Major bleeding events and blood transfusions have been associated with increased risk of death in patients undergoing PCI [10, 56]. Majority of the patients with indication for OAC needing PCI are older [8, 56], who have higher thromboembolic risk, higher bleeding risk, and significant comorbidities [57]. Effect of nonmajor bleeding should not be underestimated in these patients, since even superficial or “nuisance” bleeding can lead to discontinuation of antiplatelet therapy, which may lead to subsequent thrombotic complications such as stent thrombosis [56, 58]. Hence, a strategy to reduce bleeding is even more important in these patients.

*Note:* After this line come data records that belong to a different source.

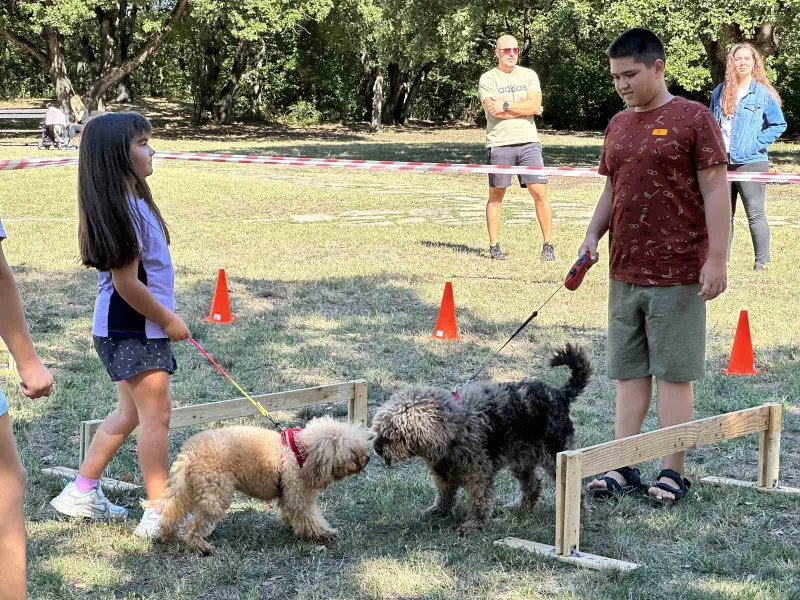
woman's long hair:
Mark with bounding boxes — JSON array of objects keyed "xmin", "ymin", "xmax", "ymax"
[
  {"xmin": 78, "ymin": 112, "xmax": 169, "ymax": 271},
  {"xmin": 721, "ymin": 42, "xmax": 783, "ymax": 116}
]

There are several questions that still remain. Firstly, what is the optimal therapy for patients undergoing PCI who are treated with OAC and clopidogrel, once clopidogrel is discontinued? Do these patients require OAC plus aspirin or OAC alone after discontinuation of P2Y12 inhibitor? Optimal treatment strategy in this scenario is currently unknown and the lack of randomized trials assessing this troubles the daily clinician. Two large registry based studies—Danish registry [59] and ORBIT-AF (Outcomes Registry for Better Informed Treatment of Atrial Fibrillation) [60]—demonstrated that, compared to warfarin monotherapy, combination of warfarin and aspirin was associated with higher bleeding risk without reducing ischemic end points. European guidelines recommend long-term therapy with OAC only (Class 1, LOE B) with combination of OAC and SAPT in selected patients, for example, left main PCI, bifurcation PCI, and recurrent MI (Class 2b, LOE C). Secondly, data regarding role of NOACs in TT or DT is insufficient. PIONEER-AF showed rivaroxaban was superior to warfarin. Future trials like RT-AF and AUGUSTUS will provide more data on this subject. Thirdly, the role of newer P2Y12 inhibitors like ticagrelor and prasugrel is also unclear due to lack of studies using the combination of OAC plus ticagrelor/prasugrel.

5. Conclusions

The efficacy of TT in patients on OAC needing PCI has never been proven. This combination increases bleeding risk, which can result in adverse patients' outcomes. New evidence, from randomized controlled trial, nationwide registries, observational studies, and meta-analysis, indicates the great potential of the combination of OAC and clopidogrel without aspirin to improve clinical outcomes in comparison with triple therapy. Therefore, OAC combined with clopidogrel seems to be a reasonable alternative to triple therapy in patients on long-term OAC who undergo PCI.